We visited Lasalle Park in Burlington on the weekend and watched many water birds on Lake Ontario as they paired off for the mating season. The Trumpeter Swans were very noisy and their honking sounded like rush hour in New York City. Many swans were "dancing" with their partners, bobbing their heads up and down in perfect synchronization as they swam in the water. They would fly up into the air and land again in another spot, starting the same routine again.
The mating pairs will soon be flying to northern Ontario to breed but many of the younger birds will remain in this bay for the summer. Trumpeter Swans are elegant, beautiful birds and the large yellow tags do nothing for their looks. Volunteers arrived in the early afternoon to do the daily count of the flock and the tags provide valuable information about their migration patterns.
This handsome pair stood together on the beach. The closeup below shows which bird is the cob (♂) and which is the pen (♀). "Ladies left" is the rule for banding and the males are banded on the right leg. I don't know of any other way for a casual observer to determine the sex of these swans.

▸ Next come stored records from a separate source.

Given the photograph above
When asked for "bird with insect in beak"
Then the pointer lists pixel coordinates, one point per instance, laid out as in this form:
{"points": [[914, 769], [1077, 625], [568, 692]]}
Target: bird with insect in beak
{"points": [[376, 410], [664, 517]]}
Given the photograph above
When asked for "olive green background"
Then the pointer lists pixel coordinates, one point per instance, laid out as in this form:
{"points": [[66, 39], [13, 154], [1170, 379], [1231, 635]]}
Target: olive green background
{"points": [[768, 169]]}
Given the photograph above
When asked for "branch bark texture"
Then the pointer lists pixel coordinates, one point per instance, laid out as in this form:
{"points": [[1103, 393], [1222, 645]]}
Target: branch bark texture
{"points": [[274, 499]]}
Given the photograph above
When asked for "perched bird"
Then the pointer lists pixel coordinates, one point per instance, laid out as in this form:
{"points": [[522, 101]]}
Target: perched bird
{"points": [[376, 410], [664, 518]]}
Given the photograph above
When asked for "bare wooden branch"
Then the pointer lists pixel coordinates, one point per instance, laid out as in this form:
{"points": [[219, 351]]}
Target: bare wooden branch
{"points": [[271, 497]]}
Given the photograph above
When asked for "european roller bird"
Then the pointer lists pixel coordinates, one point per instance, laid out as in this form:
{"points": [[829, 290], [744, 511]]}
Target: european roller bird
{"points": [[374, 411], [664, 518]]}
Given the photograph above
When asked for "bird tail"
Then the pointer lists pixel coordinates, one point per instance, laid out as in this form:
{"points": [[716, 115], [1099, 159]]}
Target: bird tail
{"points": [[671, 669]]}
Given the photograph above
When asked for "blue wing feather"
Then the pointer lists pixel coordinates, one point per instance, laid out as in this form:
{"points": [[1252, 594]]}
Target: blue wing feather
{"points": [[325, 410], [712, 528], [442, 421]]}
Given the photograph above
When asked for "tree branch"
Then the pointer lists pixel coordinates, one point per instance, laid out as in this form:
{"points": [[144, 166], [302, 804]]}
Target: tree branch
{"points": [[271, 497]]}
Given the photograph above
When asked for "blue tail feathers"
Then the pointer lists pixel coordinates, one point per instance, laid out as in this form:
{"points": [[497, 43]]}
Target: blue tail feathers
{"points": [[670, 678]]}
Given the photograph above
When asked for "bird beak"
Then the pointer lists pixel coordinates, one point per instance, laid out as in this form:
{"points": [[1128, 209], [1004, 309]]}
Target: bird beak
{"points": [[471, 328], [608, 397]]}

The swans were not the only birds who had paired up.
The Ring-billed Gulls were plentiful and made almost as much noise as the swans. Most of our winter gulls have moved on and these common birds along with the Herring Gulls accounted for the majority of the seagulls on the bay.
These Black Ducks paddled around the docks with pairs of diving ducks and Mallards.
Just after we left the park, a group of about fifty Tundra Swans landed for a rest. I have never seen these birds and they do not stay around for long on their migration route. It is impossible to predict where they will be at a particular time. But that is the fun of birding. You can be certain you will not find everything you are looking for, but you can be just as certain that you will see something you did not expect.